Hypothalamic nuclei are essential for the organisation of fear-induced defensive behaviours oriented to safe places, followed by unconditioned fear-induced antinociception, whereas midbrain tectum structures are associated with non-oriented escape responses. This study aimed to investigate the involvement of the noradrenergic system in both defensive behaviour and fear-induced antinociception. Wistar rats were pre-treated with microinjections of either physiological saline (0.2 µL) or the alpha1-noradrenergic selective antagonist WB4101 (5.0 µg/0.2 µL) into the dorsal raphe nucleus (DRN). After ten minutes, animals received a second microinjection of either physiological saline or bicuculline methiodide (40 ng/200 nL) into one of the following hypothalamic nuclei: dorsomedial (DMH), lateral (LH), or dorsal premammillary (PMd). Fear-induced behaviours were recorded in a circular open-field arena, and nociceptive thresholds were assessed using the tail-flick test for up to 60 min. Microinjections of WB4101 into the DRN resulted in a significant reduction in the frequency and duration of alertness, flat back approach, defensive immobility, and escape behaviours evoked by disinhibition of gamma-aminobutyric acid type A (GABAA) receptors in the hypothalamic nuclei. Furthermore, a significant reduction in defensive antinociception was observed from 0 to 30 min following the end of hypothalamically orchestrated escape behaviours. These findings suggest that alpha1-noradrenergic receptors in the DRN modulate both defensive behaviour and unconditioned fear-induced antinociception elicited by impaired GABAergic neurotransmission in the hypothalamus.

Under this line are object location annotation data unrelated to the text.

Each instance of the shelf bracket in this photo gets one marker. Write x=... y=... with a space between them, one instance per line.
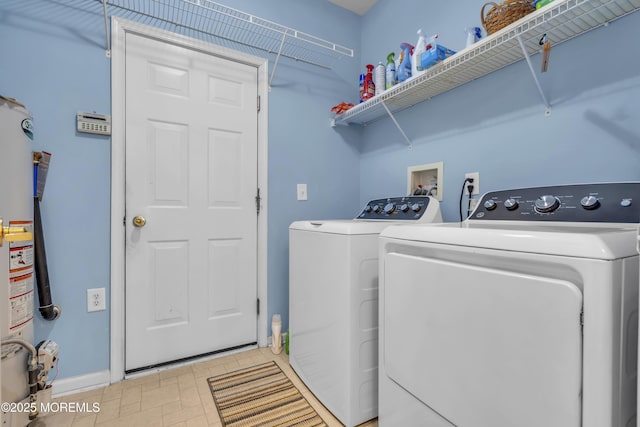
x=535 y=77
x=106 y=28
x=275 y=63
x=404 y=135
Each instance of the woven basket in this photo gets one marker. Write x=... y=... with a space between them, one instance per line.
x=504 y=13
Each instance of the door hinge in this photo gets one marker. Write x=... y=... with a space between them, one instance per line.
x=258 y=201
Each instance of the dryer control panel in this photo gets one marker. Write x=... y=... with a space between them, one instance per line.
x=608 y=202
x=409 y=208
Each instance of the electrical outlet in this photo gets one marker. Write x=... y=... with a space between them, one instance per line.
x=302 y=191
x=476 y=183
x=96 y=299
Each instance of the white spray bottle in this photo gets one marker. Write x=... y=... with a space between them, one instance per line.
x=417 y=54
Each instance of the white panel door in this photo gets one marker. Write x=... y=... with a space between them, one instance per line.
x=483 y=347
x=191 y=173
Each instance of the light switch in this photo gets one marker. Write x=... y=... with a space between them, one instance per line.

中隔背核α 1-去甲肾上腺素能受体信号在下丘脑核gaba能解除抑制引起的惊恐发作样防御行为和防御性抗感觉中起关键作用。
下丘脑核对于组织恐惧诱发的防御性行为至关重要,这些行为以安全的地方为导向,随后是无条件的恐惧诱发的抗感觉,而中脑顶盖结构与非定向的逃避反应有关。本研究旨在探讨去甲肾上腺素能系统在防御行为和恐惧诱导的抗感觉中的作用。将生理盐水(0.2µL)或α - 1-去甲肾上腺素能选择性拮抗剂WB4101(5.0µg/0.2µL)微注射至中缝背核(DRN),对Wistar大鼠进行预处理。10分钟后,将生理盐水或双丘碱(40ng/ 200nl)微量注射到下丘脑内侧背核(DMH)、外侧核(LH)或乳头前背核(PMd)。在一个圆形的露天场地中记录恐惧诱发的行为,并使用长达60分钟的甩尾测试评估伤害阈值。向DRN中微量注射WB4101导致下丘脑核γ -氨基丁酸a型(GABAA)受体去抑制引起的警觉性、平背接近、防御性不动和逃避行为的频率和持续时间显著减少。此外,在下丘脑精心策划的逃避行为结束后的0到30分钟内,观察到防御性抗感觉的显著减少。这些发现表明DRN中的α - 1-去甲肾上腺素能受体调节由下丘脑gaba能神经传递受损引起的防御行为和无条件恐惧诱导的抗感觉。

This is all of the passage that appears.